Кобзик утешал, как умел, до пяти часов утра.

– С кем вы прощались на лестнице? – спросил муж. – Это переполнило чашу моего терпения! Слышали?

К Кобзику скоро приехала жена из провинции и опустевшее место около Гусевой заняли одновременно поэт Веткин и купец Мотин. У обоих было так много недостатков, что, сложив их достоинства вместе, едва можно было получить одного сносного человека.

– Я знаю, с кем вы вчера ездили на выставку! – говорил муж.

Поэт декламировал стихи. Купец зато был веселее, и Гусев спрашивал:

– С кем вы изволили ужинать у Контана? Если вы забыли, то я никогда не забуду его имени.

Она пошла к поэту в его келью, потому что он обещал показать ей одну редкую вещицу.

Вещица оказалась просто обгрызанным карандашом Фабера № 2.

– Да, но он, по легенде, принадлежал когда-то Тарквинию Гордому! – оправдывался поэт.

А муж сказал утром:

– Я знаю, где вы вчера были. Сегодня я узнаю его адрес и положу всему конец. Слышите?

Бухгалтер Овечкин был очень испуган, увидав грозный лик Гусева.

– Милостивый государь! – ревел Гусев. – Я не предлагаю вам дуэли, потому что она запрещена полицией, но если вы сейчас же не дадите мне клятвы, что вы раз навсегда оставляете мою жену в покое, то я немедленно выбью из вашей головы всю вашу гнусность вот этой самой тростью.

Овечкин глядел из-за своих кустов таким тревожным и печальным зайцем, что на него не посягнула бы даже самая разъяренная борзая.

Гусев, встретив его взгляд, немножко осел и перевел крик на простой разговор.

– И как это вам не стыдно, милостивый государь, соблазнять честную женщину, семьянинку? Я еще тогда понял, когда вы очаровывали ее своими гнусными прелестями за ужином у Егоровых, – что вы за птица. Я знал, что вы свою жертву не выпустите! И я предлагаю вам еще раз дать мне клятву, и если вы не сдержите ее, то узнаете, что такое Андрей Гусев! Слышите?

– Я к… к… клянусь! – тоскливо лепетал Овечкин. – Клянусь и об-бещаю.

Все его кусты взъерошились, и глаза покраснели.

Гусев усмехнулся презрительно:

– Прощайте-с!

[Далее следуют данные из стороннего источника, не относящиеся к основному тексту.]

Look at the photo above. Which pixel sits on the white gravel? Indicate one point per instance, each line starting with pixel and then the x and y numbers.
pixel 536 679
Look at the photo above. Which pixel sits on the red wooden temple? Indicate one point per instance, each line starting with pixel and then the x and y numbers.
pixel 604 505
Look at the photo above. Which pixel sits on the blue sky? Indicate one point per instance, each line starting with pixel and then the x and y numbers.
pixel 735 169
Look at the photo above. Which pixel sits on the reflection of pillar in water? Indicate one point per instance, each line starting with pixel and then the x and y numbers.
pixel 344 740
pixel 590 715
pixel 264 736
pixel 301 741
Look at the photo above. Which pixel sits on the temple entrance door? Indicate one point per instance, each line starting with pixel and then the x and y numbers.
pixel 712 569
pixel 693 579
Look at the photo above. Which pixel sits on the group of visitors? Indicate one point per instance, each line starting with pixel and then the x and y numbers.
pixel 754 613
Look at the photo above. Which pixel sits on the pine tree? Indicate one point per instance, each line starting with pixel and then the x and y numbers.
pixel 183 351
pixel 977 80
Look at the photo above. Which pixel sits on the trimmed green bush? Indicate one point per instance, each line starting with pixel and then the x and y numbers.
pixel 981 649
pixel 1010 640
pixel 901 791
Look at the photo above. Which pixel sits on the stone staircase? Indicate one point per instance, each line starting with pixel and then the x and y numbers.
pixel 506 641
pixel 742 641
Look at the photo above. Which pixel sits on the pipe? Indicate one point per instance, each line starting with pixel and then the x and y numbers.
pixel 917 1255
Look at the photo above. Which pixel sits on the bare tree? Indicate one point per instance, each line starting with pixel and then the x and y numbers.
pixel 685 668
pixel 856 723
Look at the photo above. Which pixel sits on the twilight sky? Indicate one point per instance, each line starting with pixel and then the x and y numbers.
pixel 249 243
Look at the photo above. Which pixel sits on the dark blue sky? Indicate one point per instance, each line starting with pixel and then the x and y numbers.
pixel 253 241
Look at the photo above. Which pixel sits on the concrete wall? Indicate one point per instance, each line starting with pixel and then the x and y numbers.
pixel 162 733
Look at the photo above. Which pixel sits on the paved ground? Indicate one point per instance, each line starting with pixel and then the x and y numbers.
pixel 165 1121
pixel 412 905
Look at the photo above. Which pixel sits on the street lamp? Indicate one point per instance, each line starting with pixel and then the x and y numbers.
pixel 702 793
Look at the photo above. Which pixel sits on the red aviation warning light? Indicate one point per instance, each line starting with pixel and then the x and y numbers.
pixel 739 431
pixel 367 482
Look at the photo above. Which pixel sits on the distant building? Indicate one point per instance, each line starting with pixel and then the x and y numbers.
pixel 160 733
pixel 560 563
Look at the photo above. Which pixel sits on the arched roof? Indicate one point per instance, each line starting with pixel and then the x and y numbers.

Аполлон Бельведерский!

Оставшись один, Овечкин долго вздыхал, качал головой и разводил руками, потом прокрался на цыпочках в хозяйкину комнату и подошел к зеркалу.

– Ничего не понимаю! Почему именно Аполлон? Неужели, действительно, они это находят?

Он выставил ногу, вытянул руку, и долго оглядывал свое отражение с тоскливой тревогой.

– Нет! – недоумевал он, – В конце концов, вернее, что не особенно похож! Но в чем же дело? Боже мой, в чем же дело?!